Line ending translation extension

Stephen J. Turnbull stephen at xemacs.org
Sun Sep 6 08:41:05 CDT 2009


Mark Hammond writes:

 > See my other reply - I was simply suggesting non-Windows users could try 
 > using a repository which tries to keep text files with \r\n EOLs to try 
 > and get a feeling for how Windows users operate.

Aha.  But that won't work, except to the extent that the conversion
extension is buggy.  My tools of choice either ignore the CRs, or hide
(but preserve) them.  This is the rule on Unix, for various reasons.

 > >   >  blaming Windows or Windows users is somewhat disingenuous
 > >
 > > Would you please cut that out?
 > 
 > I'm not sure what you want me to cut out exactly;

The repeated "don't blame Windows."  It *is* a problem for Windows but
*not* for Unix.  It would be a PITA to *create* CRLF files on Unix,
but once a file exists, it doesn't matter what the EOL is; we only
care that it stays the same to keep diff happy.

 > I agree it is tedious to hear me continue to point out that this
 > isn't an imagined problem, but I'm simply responding to what is
 > continually asserted.

What I see asserted is quite different: that (a) they don't experience
it themselves, and (b) that they don't understand how a problem can
arise frequently enough to worry about it.  Some of those people
develop primarily for and with Windows!

This is important to the design.  AIUI, Martin v. Löwis is saying
"right, it's pretty rare, but *extremely* annoying when it does
happen, so let's do something 100% simple and 99% usable to cut that
down to 'almost never'."  And that's probably good enough IMO.  OTOH,
you are evidently more concerned about it, and give the impression
that you think it's a harder problem, as well.  If "harder problem"
turns out to be the case, a deeper/more complex solution may be
warranted.

AFAICS there are three simple solutions.

In all, files are split into "text" and "binary".  Binary files are
always checked out and committed verbatim.  They differ in how they
treat text files.

Method A: Text files are labeled according to target platform
convention: LF, CRLF, or native.  LF and CRLF are checked out as
binary, checked for the proper conventions on check in, and converted
as necessary.  This would give some additional flexibility, and better
checking, but it's more complex.  Visual Studio project files would be
labeled as *CRLF*.  This seems the leading candidate.

Method B: Text files are always decoded and reencoded according to
user preference, defaulting to platform convention.  Visual Studio
project files would be classed as *binary*.  This is simpler and
flexible but allows less fine-grained checks..

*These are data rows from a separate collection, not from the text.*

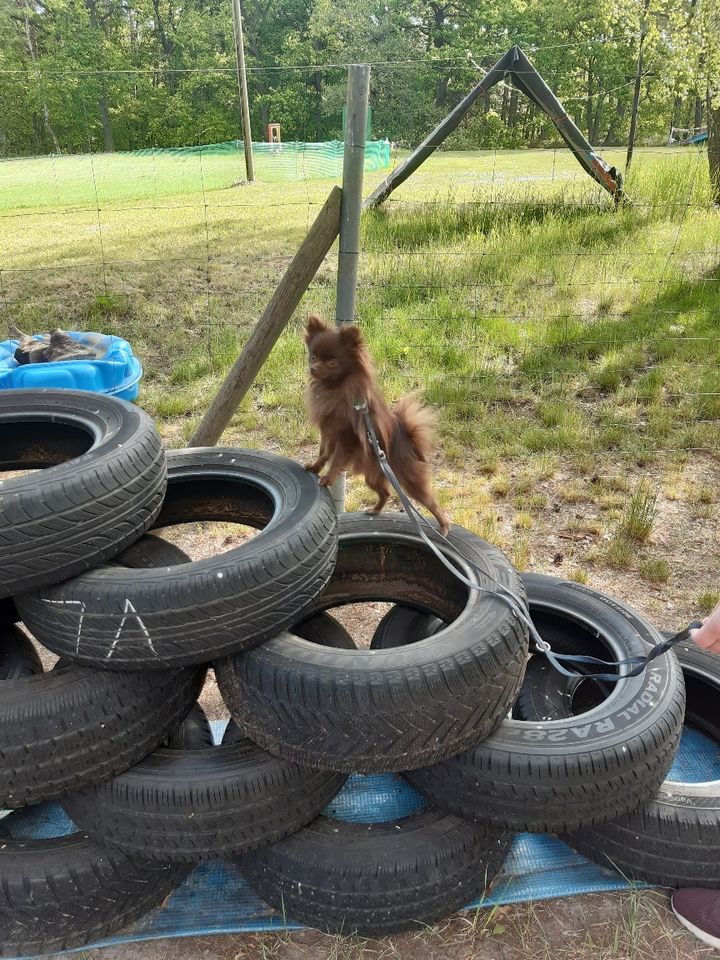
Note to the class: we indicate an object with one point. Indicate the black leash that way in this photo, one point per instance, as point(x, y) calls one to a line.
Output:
point(516, 604)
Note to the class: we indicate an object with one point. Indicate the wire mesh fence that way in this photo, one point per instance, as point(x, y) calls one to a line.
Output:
point(500, 283)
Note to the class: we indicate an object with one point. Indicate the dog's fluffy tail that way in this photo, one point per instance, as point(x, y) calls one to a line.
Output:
point(418, 425)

Method C: Text files are always decoded and reencoded according to
platform conventions.  Visual Studio project files would be classed as
*text*.  Perhaps the simplest approach.  However, this depends on
people working on platforms that care about the EOL convention to use
that convention.  People on Windows who prefer LF would have to do
something special for those files when they build, or live with CRLF
files throughout the tree.

For all of these, a belt-and-suspenders push-time check for text files
is that the EOL convention not change across a commit.  This could be
disabled by a --force flag.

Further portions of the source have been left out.